Exploring the Influence of Engineering the Linker between the Donor and Acceptor Fragments on Thermally Activated Delayed Fluorescence Characteristics

[Image: see text] We have expounded the unique molecular design architecture for efficient thermally activated delayed fluorescence (TADF) materials based on a donor–linker–acceptor–linker–donor (D–L–A–L–D) framework, which can be employed as predecessors of organic light-emitting diode (OLED) devices.
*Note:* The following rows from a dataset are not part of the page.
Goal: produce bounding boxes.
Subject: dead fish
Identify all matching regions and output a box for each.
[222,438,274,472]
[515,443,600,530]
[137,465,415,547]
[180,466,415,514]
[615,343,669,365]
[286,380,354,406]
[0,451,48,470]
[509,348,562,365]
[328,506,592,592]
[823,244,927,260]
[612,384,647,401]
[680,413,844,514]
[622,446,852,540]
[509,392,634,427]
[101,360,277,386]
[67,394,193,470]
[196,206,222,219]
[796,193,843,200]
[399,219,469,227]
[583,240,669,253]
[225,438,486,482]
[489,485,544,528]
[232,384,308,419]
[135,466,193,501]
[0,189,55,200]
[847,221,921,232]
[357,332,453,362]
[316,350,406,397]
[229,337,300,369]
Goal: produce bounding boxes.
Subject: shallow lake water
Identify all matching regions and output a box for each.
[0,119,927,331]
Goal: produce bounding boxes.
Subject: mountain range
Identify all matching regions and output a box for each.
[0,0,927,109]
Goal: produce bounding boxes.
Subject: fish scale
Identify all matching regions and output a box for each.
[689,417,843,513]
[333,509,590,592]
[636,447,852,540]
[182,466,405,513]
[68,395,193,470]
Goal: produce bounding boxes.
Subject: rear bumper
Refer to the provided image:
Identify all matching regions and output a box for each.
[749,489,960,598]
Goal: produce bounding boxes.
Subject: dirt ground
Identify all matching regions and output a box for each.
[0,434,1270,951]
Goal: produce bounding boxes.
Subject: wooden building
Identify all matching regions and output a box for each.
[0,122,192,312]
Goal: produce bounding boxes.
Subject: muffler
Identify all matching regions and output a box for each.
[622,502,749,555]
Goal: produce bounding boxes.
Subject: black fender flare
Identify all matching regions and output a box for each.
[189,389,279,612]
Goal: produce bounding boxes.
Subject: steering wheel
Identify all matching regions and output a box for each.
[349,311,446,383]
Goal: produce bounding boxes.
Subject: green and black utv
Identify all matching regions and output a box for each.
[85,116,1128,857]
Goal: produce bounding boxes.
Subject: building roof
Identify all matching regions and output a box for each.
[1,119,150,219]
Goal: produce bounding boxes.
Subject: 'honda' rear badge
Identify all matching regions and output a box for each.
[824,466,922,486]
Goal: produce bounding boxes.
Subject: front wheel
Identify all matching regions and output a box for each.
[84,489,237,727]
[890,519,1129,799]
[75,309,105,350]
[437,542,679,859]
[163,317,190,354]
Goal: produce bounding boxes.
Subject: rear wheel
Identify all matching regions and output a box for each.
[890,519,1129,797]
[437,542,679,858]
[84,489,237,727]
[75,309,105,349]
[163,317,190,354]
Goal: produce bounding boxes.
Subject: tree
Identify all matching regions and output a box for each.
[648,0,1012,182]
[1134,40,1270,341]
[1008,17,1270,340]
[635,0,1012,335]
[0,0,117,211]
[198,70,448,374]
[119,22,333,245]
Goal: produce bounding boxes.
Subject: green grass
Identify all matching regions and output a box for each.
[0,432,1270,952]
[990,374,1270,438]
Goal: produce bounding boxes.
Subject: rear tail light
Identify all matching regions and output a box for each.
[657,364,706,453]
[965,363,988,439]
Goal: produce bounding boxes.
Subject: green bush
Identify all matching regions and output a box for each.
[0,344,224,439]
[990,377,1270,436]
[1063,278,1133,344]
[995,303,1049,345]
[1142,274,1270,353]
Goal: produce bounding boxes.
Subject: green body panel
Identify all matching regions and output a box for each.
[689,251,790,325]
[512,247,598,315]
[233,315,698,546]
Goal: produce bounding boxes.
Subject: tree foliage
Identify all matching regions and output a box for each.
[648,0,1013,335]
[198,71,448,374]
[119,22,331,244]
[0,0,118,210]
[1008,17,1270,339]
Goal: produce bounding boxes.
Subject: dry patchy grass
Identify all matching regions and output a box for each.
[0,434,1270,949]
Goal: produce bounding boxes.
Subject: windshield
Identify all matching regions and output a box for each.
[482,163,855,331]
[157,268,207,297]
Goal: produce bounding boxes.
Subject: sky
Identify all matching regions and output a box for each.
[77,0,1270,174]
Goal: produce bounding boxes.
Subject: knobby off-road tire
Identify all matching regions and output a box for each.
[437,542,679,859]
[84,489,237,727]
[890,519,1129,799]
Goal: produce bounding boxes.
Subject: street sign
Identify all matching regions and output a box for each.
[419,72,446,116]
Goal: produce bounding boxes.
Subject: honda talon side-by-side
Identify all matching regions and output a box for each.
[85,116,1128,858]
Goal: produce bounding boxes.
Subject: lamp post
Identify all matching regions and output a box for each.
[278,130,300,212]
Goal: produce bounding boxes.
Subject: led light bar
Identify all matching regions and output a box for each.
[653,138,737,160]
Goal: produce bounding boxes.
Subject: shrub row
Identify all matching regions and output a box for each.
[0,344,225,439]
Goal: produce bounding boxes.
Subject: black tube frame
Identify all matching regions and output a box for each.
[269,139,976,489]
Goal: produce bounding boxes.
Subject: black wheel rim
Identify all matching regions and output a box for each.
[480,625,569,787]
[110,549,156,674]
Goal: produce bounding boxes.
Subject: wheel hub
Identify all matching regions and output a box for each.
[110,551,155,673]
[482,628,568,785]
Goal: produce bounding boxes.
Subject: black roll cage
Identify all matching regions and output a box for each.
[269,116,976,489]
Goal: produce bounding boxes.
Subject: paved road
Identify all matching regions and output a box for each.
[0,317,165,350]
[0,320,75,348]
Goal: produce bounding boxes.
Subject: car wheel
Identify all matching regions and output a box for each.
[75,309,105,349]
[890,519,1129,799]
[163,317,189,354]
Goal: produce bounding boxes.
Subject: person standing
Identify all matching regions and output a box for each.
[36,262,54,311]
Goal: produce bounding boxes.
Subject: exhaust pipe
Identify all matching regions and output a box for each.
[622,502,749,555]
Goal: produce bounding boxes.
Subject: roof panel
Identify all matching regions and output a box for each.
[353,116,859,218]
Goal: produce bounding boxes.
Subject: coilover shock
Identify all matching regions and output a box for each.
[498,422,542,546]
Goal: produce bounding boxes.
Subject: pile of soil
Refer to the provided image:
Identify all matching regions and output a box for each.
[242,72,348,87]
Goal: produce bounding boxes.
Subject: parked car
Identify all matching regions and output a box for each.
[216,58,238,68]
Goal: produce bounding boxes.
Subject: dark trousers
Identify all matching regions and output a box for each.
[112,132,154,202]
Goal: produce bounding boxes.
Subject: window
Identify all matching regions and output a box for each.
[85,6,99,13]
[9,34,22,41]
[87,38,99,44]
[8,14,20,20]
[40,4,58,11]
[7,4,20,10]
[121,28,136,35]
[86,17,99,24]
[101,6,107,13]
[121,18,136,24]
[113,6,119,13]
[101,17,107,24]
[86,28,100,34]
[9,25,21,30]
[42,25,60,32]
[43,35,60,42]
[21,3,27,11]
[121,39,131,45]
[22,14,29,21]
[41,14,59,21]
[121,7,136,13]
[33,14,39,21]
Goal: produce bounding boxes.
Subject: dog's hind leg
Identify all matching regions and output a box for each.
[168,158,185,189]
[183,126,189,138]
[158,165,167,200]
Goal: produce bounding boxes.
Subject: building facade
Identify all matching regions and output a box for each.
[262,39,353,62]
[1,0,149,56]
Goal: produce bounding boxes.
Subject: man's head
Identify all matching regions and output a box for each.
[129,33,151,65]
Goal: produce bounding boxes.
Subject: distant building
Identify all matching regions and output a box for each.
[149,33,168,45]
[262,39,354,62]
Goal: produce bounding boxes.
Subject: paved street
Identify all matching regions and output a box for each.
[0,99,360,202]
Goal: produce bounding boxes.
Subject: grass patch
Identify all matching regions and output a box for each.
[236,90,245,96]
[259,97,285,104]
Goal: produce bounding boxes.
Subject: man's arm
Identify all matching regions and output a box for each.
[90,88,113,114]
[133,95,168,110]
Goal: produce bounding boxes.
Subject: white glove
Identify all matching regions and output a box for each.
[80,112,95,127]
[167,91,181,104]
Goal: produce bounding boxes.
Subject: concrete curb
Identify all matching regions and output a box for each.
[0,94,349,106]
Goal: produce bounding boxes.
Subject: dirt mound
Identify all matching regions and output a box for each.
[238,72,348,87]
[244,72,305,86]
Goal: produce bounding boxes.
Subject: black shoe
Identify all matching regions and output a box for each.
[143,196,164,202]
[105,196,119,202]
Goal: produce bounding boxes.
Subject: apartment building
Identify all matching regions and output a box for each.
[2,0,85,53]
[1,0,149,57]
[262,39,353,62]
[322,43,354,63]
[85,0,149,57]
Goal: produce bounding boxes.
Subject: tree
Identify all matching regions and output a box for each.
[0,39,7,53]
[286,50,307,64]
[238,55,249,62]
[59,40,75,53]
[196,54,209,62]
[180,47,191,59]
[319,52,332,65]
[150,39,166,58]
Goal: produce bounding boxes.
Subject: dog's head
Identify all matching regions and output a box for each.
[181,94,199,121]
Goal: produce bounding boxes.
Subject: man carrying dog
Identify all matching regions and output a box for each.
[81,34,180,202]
Different from traditional donor–acceptor-type (D–A-type) TADF scaffolds, the D–L–A–L–D structural design avoids direct coupling amid the D and A fragments allowing the highest occupied molecular orbitals (HOMOs) and the lowest unoccupied molecular orbitals (LUMOs) to be spatially separated. It results in a reduced overlap between HOMOs and LUMOs, thus realizing fairly a slight singlet–triplet energy gap (ΔE(ST)) and higher photoluminescence quantum yield (Φ). We revealed that manipulating a linker between D and A fragments in intramolecular charge transfer compounds is an auspicious approach for realizing small ΔE(ST). Herein, we report a group of organic electroluminescent D–L–A–L–D-type molecules with different electron-donating and electron-accepting moieties using density functional theory calculations and time-dependent density functional theory calculations. Two types of linkers, the π-conjugated phenylene (−C(6)H(4)−) and aliphatic alkyl chains or σ-spacer (−CH(2)– and −CH(2)–CH(2)−), were exploited between D and A fragments. In principle, the conjugation in D−π–A−π–D-type molecules and hyperconjugation in D−σ–A−σ–D type molecules encourage the spatial separation of the HOMO–LUMO causing a reduction in the ΔE(ST). All the designed molecules show a blue-shift in the emission wavelengths (λ(em)) over the directly linked parent molecules except DPA-DPS-C(6)H(4) and BTPA-DPS-C(6)H(4) which show a red-shift. Violet-blue to green-yellow (376–566 nm) λ(em) was observed from all of the investigated molecules. Other important properties that affect the efficiency of emission quantum yields like frontier molecular orbital analysis, natural population analysis, electron excitation analysis, exciton binding energies, ionization potentials, electronic affinities, and reorganization energies of the designed molecules were also inspected. We are confident that our work will effectively give a straightforward and distinctive approach to building incredibly effective TADF-OLEDs and a new perspective on their structural design.